В самом деле, в рецензиях о Шаляпине почти нет детальных разборов ни самого его голоса, ни метода (или школы), которым он был обработан. Никто не распространяется о том, сидит ли у него звук в маске или зажимается связками («горлит»), выравнены ли у него регистры или отличны друг от друга, мощнее ли его голос — голоса того или иного имярека «ли нет и т. д. и т. п. Как ни существенно важно было бы изобразить в статьях первейшее оружие певца — его голос как таковой, — эта тема исчерпывается самыми трафаретными и не всегда верными определениями. Бас-кантанто ровного и бархатного тембра со слабоватыми низами и свободными верхами. Часто «попадающееся слово «баритон» мне представляется неуместным, некиим доказательством недостаточного внимания к определению шаляпинского голоса. Голоса определяются в основном не по диапазонам, а

<Стр. 477>

по тембрам, и здесь двойственность определения невозможна. Если бы это было не так, мы бы считали А. В. Секар-Рожанското и М. Е. Медведева за относительно тяжелые верхи баритонами, а баритонов М. Б. Сокольского или В. А. Томского (я называю только современников Шаляпина) за их беспредельные верхи — тенорами.
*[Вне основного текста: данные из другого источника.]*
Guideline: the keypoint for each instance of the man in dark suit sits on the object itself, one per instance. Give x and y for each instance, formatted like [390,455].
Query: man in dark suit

В начале своей карьеры Шаляпин действительно, как он сам рассказывал, «путался между баритоном и басом», пел Валентина в «Фаусте» и еще что-то. Но это было результатом его материальной нищеты, побуждавшей его к репертуарной всеядности. Когда он впоследствии, в зените славы, изредка брался за баритоновую партию Демона, для чего кое-что транспонировал на полтона вниз, а один раз даже не очень удачно выступил в партии Евгения Онегина, то это отнюдь не вызывалось художественными стремлениями: он делал товарищеское одолжение тому или иному хору в его бенефис и т. п.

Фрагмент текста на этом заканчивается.